Can the Derivative of a Function be Evaluated as n Approaches Infinity?

[Karlisbad]

Let be a function so the derivative of any order n exist, my question is if there is a way to evaluate:

$$\frac{d^{n}f(x)}{dx^{n}}$$ as $$n\rightarrow \infty$$

 

[Office_Shredder]

Depends on the function. If it's e^x, it's trivial. If it's a polynomial, it's trivial. If it's cos(x), it can't be done (cyclic, so there's no limit). If it's something that's a complete mess of a rational function, you're probably righteously too lazy to figure it out

 

[arildno]

Why should it exist some general way apart from differentiating the function?
The derivatives of the functions f(x)=cos(x) g(x)=1 "evolve" in totally different manners.

 

[Karlisbad]

well i was thinking about "Cauchy's theorem" so you have that the derivative of any order should satisfy:

$$2\pi i f^{(n)}(a)= n! \oint_{C}dzf(z)(z-a)^{-n-1}$$

and from this integral, if C is a circle of unit radius and centered at z=a then, the contour integral just becomes:

$$2\pi f^{(n)}(a)= n! \int_{-\pi}^{\pi} dxf(e^{ix}+a)e^{-inx}$$

EDIT: another good idea would be perhaps to use the "generalized difference" operator so..
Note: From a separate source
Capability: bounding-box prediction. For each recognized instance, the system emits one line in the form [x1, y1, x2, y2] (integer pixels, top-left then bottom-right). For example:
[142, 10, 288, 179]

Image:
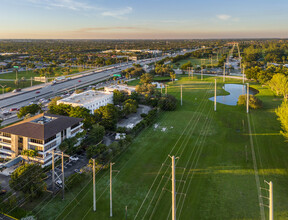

$$f^{(n)}(x)=\frac{\nabla ^{n}}{h^{n}}$$ as h-->0 (small h)

 

[arildno]

Why do you assume that Cauchy's theorem in general gives you a neat way to actually evaluate the derivative??

You are not Eljose, are you?

 

[Karlisbad]

I'm supposing that f(z) is analytic with NO poles or at least that the point z=a is not a pole of f, then if f has no poles on the unit circle centered at z=a then "Cauchy Theorem" for derivatives holds.

I don't know what's this stuff about someone called eljose ..and what has to do with me or the forums...